Respirator Selection » Air-purifying vs. Atmosphere-supplying Respirators

Air-purifying Respirators

Air-purifying Respirators have filters, cartridges, or canisters that remove contaminants from the air by passing the ambient air through the air-purifying element before it reaches the user.

Atmosphere-supplying Respirators

Atmosphere-supplying Respirators supply clean air directly to the user from a source other than the air surrounding the user.

Particulate Respirators
Particulate Respirators
  • Capture particles in the air, such as dusts, mists, and fumes.
  • Do not protect against gases or vapors.
  • Generally become more effective as particles accumulate on the filter and plug spaces between the fibers.
  • Filters should be replaced when user finds it difficult to breathe through them.

(see Selection Criteria for Particulate Filters)

Gas & Vapor Respirators
Gas & Vapor Respirators
  • Are normally used when there are only hazardous gases and vapors in the air.
  • Use chemical filters (called cartridges or canisters) to remove dangerous gases or vapors.
  • Do not protect against airborne particles.
  • Are made to protect against specific gases or vapors.
  • Provide protection only as long as the filter's absorbing capacity is not depleted.
  • The service life of the filter depends upon many factors and can be estimated in various ways.

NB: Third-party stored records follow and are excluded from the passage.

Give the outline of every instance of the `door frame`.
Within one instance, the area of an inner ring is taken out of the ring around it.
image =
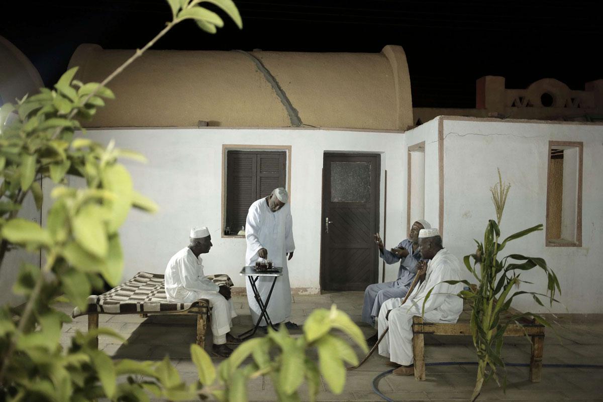
[[[329,156],[338,156],[338,157],[373,157],[375,158],[375,164],[376,169],[375,171],[376,173],[376,177],[375,178],[375,182],[376,183],[376,194],[375,194],[375,227],[373,228],[373,233],[379,233],[380,228],[380,222],[381,222],[381,216],[380,216],[380,207],[381,207],[381,159],[382,154],[378,152],[324,152],[323,153],[323,168],[321,169],[321,194],[320,194],[320,251],[319,259],[320,261],[320,266],[319,268],[319,286],[320,286],[320,292],[322,293],[324,291],[324,291],[324,275],[326,272],[325,269],[326,269],[326,265],[327,262],[326,260],[326,255],[324,253],[324,248],[326,247],[325,243],[326,242],[326,239],[324,236],[324,218],[325,218],[325,206],[324,206],[324,170],[325,170],[325,161],[327,157]],[[385,222],[384,222],[385,224]],[[377,283],[379,281],[379,253],[375,253],[375,257],[374,258],[373,265],[374,266],[374,269],[371,274],[371,283]]]

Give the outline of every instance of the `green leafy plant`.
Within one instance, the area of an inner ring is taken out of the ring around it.
[[[479,395],[482,385],[490,378],[494,378],[500,386],[498,368],[503,369],[503,386],[505,383],[505,363],[501,357],[503,335],[511,324],[519,324],[520,319],[529,318],[546,326],[551,324],[541,315],[532,312],[520,313],[511,316],[504,315],[511,306],[513,299],[521,295],[530,295],[540,306],[544,306],[541,298],[547,299],[551,305],[557,292],[561,294],[561,288],[557,275],[546,265],[544,259],[538,257],[528,257],[519,254],[511,254],[502,258],[499,253],[509,242],[520,239],[530,233],[542,230],[542,225],[525,229],[506,237],[502,243],[499,225],[502,218],[507,198],[511,184],[502,181],[500,171],[499,181],[490,188],[492,202],[496,213],[496,221],[488,221],[484,241],[475,242],[478,247],[475,254],[466,256],[464,265],[477,281],[475,284],[469,281],[445,281],[455,284],[462,283],[469,286],[468,290],[462,291],[458,296],[468,301],[472,307],[470,327],[478,356],[478,375],[475,388],[471,397],[474,401]],[[473,260],[473,263],[471,259]],[[547,278],[546,292],[541,294],[526,291],[513,291],[525,282],[520,277],[522,272],[538,268],[542,269]],[[427,298],[425,301],[426,301]],[[528,338],[529,339],[529,338]]]

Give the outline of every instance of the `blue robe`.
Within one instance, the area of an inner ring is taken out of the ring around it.
[[[393,282],[374,283],[367,287],[364,291],[364,304],[362,305],[361,319],[363,322],[374,325],[375,317],[379,316],[379,311],[384,302],[393,298],[403,298],[414,279],[417,274],[417,263],[421,260],[418,248],[413,254],[412,242],[408,239],[400,242],[397,248],[405,248],[408,251],[408,255],[400,259],[384,247],[380,257],[388,264],[400,262],[398,278]]]

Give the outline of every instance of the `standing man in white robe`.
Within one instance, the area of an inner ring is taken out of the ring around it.
[[[206,227],[191,230],[190,243],[169,260],[165,268],[165,294],[168,301],[192,303],[207,299],[212,307],[211,326],[213,334],[213,354],[228,357],[232,350],[226,342],[240,344],[241,340],[230,333],[232,319],[236,316],[230,298],[230,288],[218,286],[203,274],[201,254],[209,253],[212,236]]]
[[[283,275],[276,279],[267,311],[273,324],[284,322],[288,329],[296,330],[299,329],[299,326],[289,321],[291,287],[289,283],[287,261],[293,257],[295,245],[293,242],[293,221],[288,201],[287,190],[279,187],[270,195],[258,199],[249,207],[245,225],[245,237],[247,240],[245,265],[253,266],[259,258],[263,258],[271,260],[274,266],[283,267]],[[271,277],[260,277],[256,282],[257,291],[264,302],[268,298],[273,280]],[[246,285],[249,309],[255,324],[259,319],[262,310],[254,297],[248,280]],[[265,331],[266,320],[262,318],[260,325]]]
[[[412,356],[412,317],[423,315],[428,322],[454,323],[463,312],[463,299],[456,295],[463,290],[463,284],[443,283],[446,280],[461,280],[461,263],[458,259],[442,247],[442,238],[437,229],[423,229],[419,232],[419,249],[425,260],[417,264],[417,275],[423,282],[416,286],[404,304],[402,299],[390,299],[381,306],[377,324],[383,333],[389,325],[390,330],[379,345],[379,353],[389,357],[385,364],[397,367],[397,375],[414,374]],[[421,313],[427,294],[431,294]],[[390,311],[391,310],[391,311]],[[388,314],[389,312],[389,314]]]

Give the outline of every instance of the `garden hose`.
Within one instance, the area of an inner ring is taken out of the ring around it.
[[[426,366],[453,366],[455,365],[458,365],[459,366],[467,365],[467,366],[477,366],[477,362],[434,362],[432,363],[426,363]],[[529,363],[505,363],[505,366],[509,366],[510,367],[529,367]],[[600,364],[572,364],[572,363],[551,363],[551,364],[543,364],[543,367],[551,367],[553,368],[603,368],[603,365]],[[381,378],[384,378],[392,371],[395,370],[396,368],[390,368],[389,370],[386,370],[382,373],[379,374],[375,378],[373,378],[373,392],[378,395],[382,399],[387,401],[388,402],[396,402],[394,400],[391,398],[388,398],[386,397],[383,392],[379,390],[379,382],[381,380]]]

(see Respirator Change Schedules)

Combination Respirators
Combination Respirators
  • Are normally used in atmospheres that contain hazards of both particulates and gases.
  • Have both particulate filters and gas/vapor filters.
  • May be heavier.

Employers are required to provide employees using atmosphere-supplying respirators (supplied air and self contained breathing apparatus) with breathing gases of high purity, and shall ensure that compressed air, compressed oxygen, liquid air, and liquid oxygen used for respiration is in accordance with the specifications of OSHA Standard 29 CFR 1910.134(i).

Air-Supplied Respirators
Air-Supplied Respirators
  • Makes use of a hose to deliver clean, safe air from a stationary source of compressed air.
  • Provides clean air for long periods of time and are light weight for the user.
  • Limits the range of user-mobility and may fail due to hose damage.
  • Also called airline respirators.
  • Are normally used when there are extended work periods required in atmospheres that are not immediately dangerous to life and health (IDLH).
Self-Contained Breathing Apparatus
Self-Contained Breathing Apparatus
  • Consists of a wearable, clean-air supply pack.
  • Do not restrict movement with a hose connection.
  • The closed-circuit type can provide air up to 4 hours.
  • The open-circuit type only provide air for 30 - 60 minutes.
  • Are normally used when there is a short-time need to enter and escape from atmospheres which are or may be immediately dangerous to life and health (IDLH).
Combination Respirators
Combination Respirators
  • Have an auxiliary self-contained air supply that can be used if the primary supply fails.
  • The self-contained portion can be small since it only needs to supply enough air for escape.
  • Can be used for entry into confined spaces.
  • Are normally used when there are extended work periods required in atmospheres that are or may be immediately dangerous to life and health (IDLH).